Some people find asking for help extremely daunting. "Is it a sign of weakness?" "Will my boss get mad at me?" "What if my colleague says no?" Our internal dialogue has a tendency to hinder our ability to be honest and ask for help when we need it most. But it doesn't have to be that way.

In fact, if you follow these four steps, you'll feel much more confident about asking for that favor, and drastically increase the likelihood you hear a "Yes" instead of a big fat "No". So let's break the ice and outline four simple steps to help you get what you want, when you need it.

1. Set the scene.

Speak to someone directly; either approach them in-person (ideally) or call them on the phone.

"I have a favor to ask you. I really need your help. Will you help me?"

When you phrase the question in this way, the natural response is to ask, "What do you need?" or "What is it?" Involving the other person in your situation is a great way to get them engaged from the start. Because you're actively speaking to them, the other person (your colleague, boss or whomever) will have to assess the nature of the favor in front of you. It's very unlikely for someone to do this and turn you down, and is much more effective than sending a passive email or text.

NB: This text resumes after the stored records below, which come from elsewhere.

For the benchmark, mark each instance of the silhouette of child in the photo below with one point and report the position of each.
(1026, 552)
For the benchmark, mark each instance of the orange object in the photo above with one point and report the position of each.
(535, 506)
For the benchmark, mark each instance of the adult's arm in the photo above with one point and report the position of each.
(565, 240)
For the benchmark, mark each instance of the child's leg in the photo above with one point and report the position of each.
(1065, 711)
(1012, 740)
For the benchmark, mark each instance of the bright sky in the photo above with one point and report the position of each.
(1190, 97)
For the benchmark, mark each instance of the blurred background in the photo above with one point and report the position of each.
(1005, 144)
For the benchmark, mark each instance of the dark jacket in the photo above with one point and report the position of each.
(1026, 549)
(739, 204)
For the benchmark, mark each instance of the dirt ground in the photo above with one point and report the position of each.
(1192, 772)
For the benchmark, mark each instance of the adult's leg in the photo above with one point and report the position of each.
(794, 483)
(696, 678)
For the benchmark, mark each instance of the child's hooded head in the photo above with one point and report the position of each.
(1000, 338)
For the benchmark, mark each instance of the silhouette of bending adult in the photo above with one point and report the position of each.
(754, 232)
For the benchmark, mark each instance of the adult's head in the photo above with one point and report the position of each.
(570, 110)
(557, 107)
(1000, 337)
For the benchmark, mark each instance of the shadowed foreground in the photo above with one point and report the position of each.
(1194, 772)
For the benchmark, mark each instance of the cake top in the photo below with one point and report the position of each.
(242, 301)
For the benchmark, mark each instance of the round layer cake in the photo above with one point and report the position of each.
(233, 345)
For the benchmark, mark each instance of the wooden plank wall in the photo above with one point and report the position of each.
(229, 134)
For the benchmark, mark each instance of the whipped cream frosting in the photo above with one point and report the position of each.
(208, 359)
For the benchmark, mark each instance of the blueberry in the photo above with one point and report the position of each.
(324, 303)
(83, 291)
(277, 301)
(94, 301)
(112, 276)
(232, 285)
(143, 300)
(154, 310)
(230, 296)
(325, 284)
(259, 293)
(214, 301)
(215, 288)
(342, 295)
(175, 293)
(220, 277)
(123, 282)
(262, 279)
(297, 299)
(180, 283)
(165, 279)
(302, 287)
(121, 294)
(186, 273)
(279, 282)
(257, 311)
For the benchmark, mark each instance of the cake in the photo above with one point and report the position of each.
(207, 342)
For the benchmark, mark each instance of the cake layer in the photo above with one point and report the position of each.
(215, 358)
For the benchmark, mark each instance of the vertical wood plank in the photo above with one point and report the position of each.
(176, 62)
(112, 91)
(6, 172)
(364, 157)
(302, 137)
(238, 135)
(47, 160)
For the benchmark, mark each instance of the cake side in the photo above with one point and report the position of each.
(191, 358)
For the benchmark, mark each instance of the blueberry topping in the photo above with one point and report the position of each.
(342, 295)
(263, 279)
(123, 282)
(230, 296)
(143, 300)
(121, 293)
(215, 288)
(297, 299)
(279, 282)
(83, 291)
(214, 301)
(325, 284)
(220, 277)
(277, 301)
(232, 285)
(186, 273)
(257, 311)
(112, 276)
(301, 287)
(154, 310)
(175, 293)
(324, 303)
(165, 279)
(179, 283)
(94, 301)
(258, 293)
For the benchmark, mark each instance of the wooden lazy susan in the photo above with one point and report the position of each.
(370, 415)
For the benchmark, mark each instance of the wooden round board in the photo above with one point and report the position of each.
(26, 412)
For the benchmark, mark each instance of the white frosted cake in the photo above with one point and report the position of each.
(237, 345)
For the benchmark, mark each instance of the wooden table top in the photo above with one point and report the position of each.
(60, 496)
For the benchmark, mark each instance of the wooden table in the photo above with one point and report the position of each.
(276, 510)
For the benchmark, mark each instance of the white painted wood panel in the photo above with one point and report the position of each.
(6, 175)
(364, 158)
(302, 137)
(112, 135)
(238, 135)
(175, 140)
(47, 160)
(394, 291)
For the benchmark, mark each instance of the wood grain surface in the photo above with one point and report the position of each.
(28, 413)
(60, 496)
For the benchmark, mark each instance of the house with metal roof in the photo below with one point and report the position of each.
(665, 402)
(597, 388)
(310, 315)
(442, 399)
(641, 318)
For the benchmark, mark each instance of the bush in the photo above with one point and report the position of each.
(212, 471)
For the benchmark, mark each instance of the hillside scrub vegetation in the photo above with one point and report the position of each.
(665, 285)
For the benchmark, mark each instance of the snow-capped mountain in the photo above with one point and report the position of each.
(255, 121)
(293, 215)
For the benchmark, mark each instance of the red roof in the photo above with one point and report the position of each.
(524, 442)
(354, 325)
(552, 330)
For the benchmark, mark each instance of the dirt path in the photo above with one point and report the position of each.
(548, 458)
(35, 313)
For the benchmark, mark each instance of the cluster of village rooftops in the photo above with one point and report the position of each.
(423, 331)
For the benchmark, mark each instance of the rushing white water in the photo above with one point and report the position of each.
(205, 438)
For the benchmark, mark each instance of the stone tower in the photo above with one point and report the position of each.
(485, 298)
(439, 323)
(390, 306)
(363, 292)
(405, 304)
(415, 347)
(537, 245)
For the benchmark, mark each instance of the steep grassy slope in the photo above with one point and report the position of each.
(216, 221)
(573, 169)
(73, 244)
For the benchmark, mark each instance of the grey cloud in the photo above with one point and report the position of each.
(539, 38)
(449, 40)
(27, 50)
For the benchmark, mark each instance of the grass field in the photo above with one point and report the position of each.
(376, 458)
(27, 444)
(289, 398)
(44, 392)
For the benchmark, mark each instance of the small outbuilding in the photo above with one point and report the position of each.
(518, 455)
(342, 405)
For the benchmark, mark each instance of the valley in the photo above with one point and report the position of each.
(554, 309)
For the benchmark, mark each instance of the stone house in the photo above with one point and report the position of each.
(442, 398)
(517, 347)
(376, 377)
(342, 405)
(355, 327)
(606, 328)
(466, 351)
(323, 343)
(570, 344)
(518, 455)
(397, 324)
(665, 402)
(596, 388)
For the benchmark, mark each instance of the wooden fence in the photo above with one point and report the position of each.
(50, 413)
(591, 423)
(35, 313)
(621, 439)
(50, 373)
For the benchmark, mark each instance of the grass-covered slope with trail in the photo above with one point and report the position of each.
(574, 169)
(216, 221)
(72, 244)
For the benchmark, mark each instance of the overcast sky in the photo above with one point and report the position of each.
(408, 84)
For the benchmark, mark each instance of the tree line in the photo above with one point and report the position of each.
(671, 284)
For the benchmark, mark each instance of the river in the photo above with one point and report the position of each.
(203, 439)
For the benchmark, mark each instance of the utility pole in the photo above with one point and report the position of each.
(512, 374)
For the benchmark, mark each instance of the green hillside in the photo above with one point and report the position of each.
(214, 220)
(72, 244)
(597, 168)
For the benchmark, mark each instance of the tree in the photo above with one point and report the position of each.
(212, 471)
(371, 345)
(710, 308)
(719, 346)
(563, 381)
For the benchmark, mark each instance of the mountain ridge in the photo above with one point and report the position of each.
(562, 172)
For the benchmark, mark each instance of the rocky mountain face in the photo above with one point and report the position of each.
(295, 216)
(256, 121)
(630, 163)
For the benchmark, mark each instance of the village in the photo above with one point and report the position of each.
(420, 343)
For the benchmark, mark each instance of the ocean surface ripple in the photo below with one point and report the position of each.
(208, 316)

It's also very good to use the word "help" more than once. People respond incredibly positively towards the word "help", especially if you're asking in a way that's genuine and authentic.

2. Give a reason.

When the other person asks the inevitable "Why?", you need to be armed with a rational and convincing response.

Let's say you work at a bar and you need a colleague to cover your shift. You must clearly and succinctly explain why you want the favor:

"I really need you to help me cover this shift because my daughter is graduating today. I'm so proud of her, she'll be devastated if I miss it."

Just to be clear, you need to have a good reason for someone to help you (even more so depending on the level of help you're expecting). If you're just asking for someone to print out a piece of paper for you, your reasoning doesn't have to be very drastic. But, in the case above, context is key. The reason comes directly after the "because", and in this case even explains the consequences of what will happen if you miss the graduation.

Using emotion elicits a response and supports your reasoning. The overwhelming majority of people make decisions emotionally, so use this to your advantage.

3. Provide the weak escape clause.

If the other person pauses to consider your question, use this temporary lull as a way to provide a weak escape clause:

"Hey, if you can't, I'll just tell my daughter I couldn't find anyone to help me."

Can you imagine anyone saying "No" to this request now? At the very least, you've persuaded with empathy and that individual will either directly help you or use their efforts to find someone else who can cover your shift.

And remember, if you don't think it's going to close right away, you can provide the upside quickly:

"If you can do it, I'd be happy to cover a shift for you at some point in the future."

Making this statement shows a commitment to fairness and a genuine desire to match their kindness. It would take a heart of steel to say no at this point.

4. Re-enforce the value to ensure nobody goes back on the deal.

When you get the answer you're looking for, don't say:

"Are you sure?"

Just say, "Thank you. I really appreciate your help."

For whatever reason, many of us are tempted to play nice and respond by questioning their commitment one final time. But why give someone a chance to back out now after all your hard work?

Offer a genuine thanks and re-enforce why it means so much to you. This stops any chance of buyers' remorse.

"You know, if it wasn't for you I'd have to miss a really important life event. I've waited so long to see this. Thank you so much."

Then, confirm the details, keep your side of any commitment you make and move forward. You might not have your daughter's graduation to use every time you need a favor, but if you use the technique described above, you can effectively influence and encourage others to help you when you need it most.